Alcohol has been named the most commonly used addictive substance in America. Due to the substance’s accessibility, many people struggle with alcohol dependence and addiction.


Inhalant addiction isn’t as prevalent as addictions to other substances; however, it is extremely serious. Some commonly abused inhalants include paint thinner, aerosol sprays, and nitrites.

Cocaine and Crack

Crack and cocaine are both derived from the coca plant native to South America.  The difference between these two substances is in the production. Cocaine is a white powder that can be snorted or injected, while crack is a hardened, crystallized substance that is typically smoked. Crack is made from cocaine, by boiling water and baking soda then cooking it with the cocaine. So, they are essentially the same drug, but in different forms and with different applications.

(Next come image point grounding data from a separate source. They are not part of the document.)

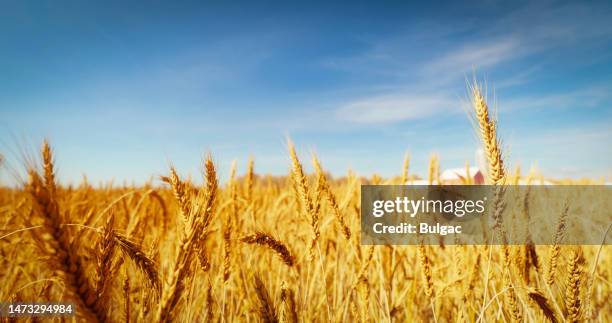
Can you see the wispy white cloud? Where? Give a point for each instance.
(582, 98)
(386, 109)
(461, 59)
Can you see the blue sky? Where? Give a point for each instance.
(124, 88)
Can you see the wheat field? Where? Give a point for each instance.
(270, 249)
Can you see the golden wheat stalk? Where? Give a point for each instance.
(267, 240)
(302, 185)
(331, 198)
(572, 286)
(267, 310)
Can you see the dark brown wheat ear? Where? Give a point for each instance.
(543, 304)
(134, 252)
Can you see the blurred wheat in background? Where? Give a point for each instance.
(260, 248)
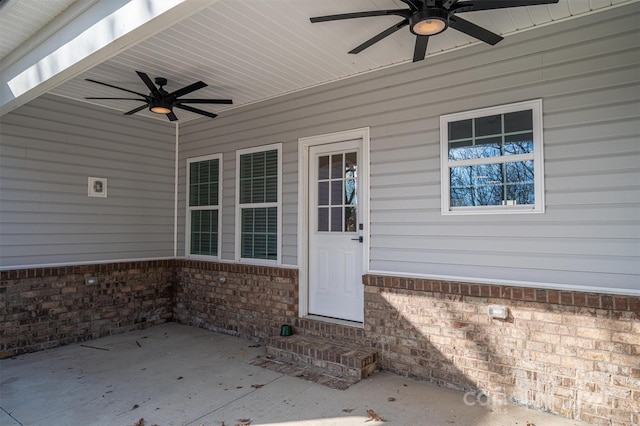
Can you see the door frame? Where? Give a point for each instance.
(304, 145)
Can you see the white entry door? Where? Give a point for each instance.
(335, 231)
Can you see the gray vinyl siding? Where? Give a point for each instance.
(587, 73)
(49, 148)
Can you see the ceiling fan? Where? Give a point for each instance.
(160, 101)
(430, 17)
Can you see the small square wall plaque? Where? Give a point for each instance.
(97, 187)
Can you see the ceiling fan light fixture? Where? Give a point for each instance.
(429, 22)
(159, 107)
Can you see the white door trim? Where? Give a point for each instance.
(303, 204)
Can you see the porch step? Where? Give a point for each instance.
(336, 365)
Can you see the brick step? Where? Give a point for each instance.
(339, 358)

A 2015 study reported that a number of Americans, ages 12 and older, had used methamphetamine, or meth, at least one time. This stimulant elicits a 6-16 hour high and can be used in many forms: crushed, smoked, inhaled, injected, snorted, or swallowed.  The long-term effects of crystal meth – even after treatment – include memory problems and emotional distress.


It goes by several different names: Mary Jane, reefer, weed, pot. But all of these nicknames refer to one plant-based drug known as “marijuana.”  While the drug is not considered addictive, marijuana should be avoided by those who suffer from schizophrenia, as marijuana use can worsen those symptoms. It can also lead to an increase in appetite, lower blood pressure, and increased heart rate.


Amphetamines are prescription stimulants, such as Adderall, and have a high likelihood of abuse. Prolonged, unprescribed use can lead to psychological distress and severe heart conditions.


Heroin addiction is among the leading causes of death in the United States as addiction often leads to overdose. This highly addictive opioid is often injected but can also be snorted or smoked. Recent overdose deaths have been linked to fentanyl-laced heroin. Fentanyl is an extremely potent synthetic opioid that is over 50 times stronger than morphine.

Opiates and Opioids

Opioids are the leading cause for overdose deaths in the United States. Since the 1990s, Americans have been embattled with the “opioid epidemic.” Opioids fall into three categories: Natural opiates, which include morphine and codeine, Semi-synthetic opiates such as heroin and Oxycontin, and fully synthetic opiates like methadone and fentanyl. Opioids are the most lethal due to their highly addictive nature and potency.


Benzodiazepines are prescribed tranquilizers. Common benzodiazepines are Xanax and Valium. Although less potent than opiates, benzodiazepines are still highly addictive and are responsible for high numbers of overdose fatalities each year in the United States.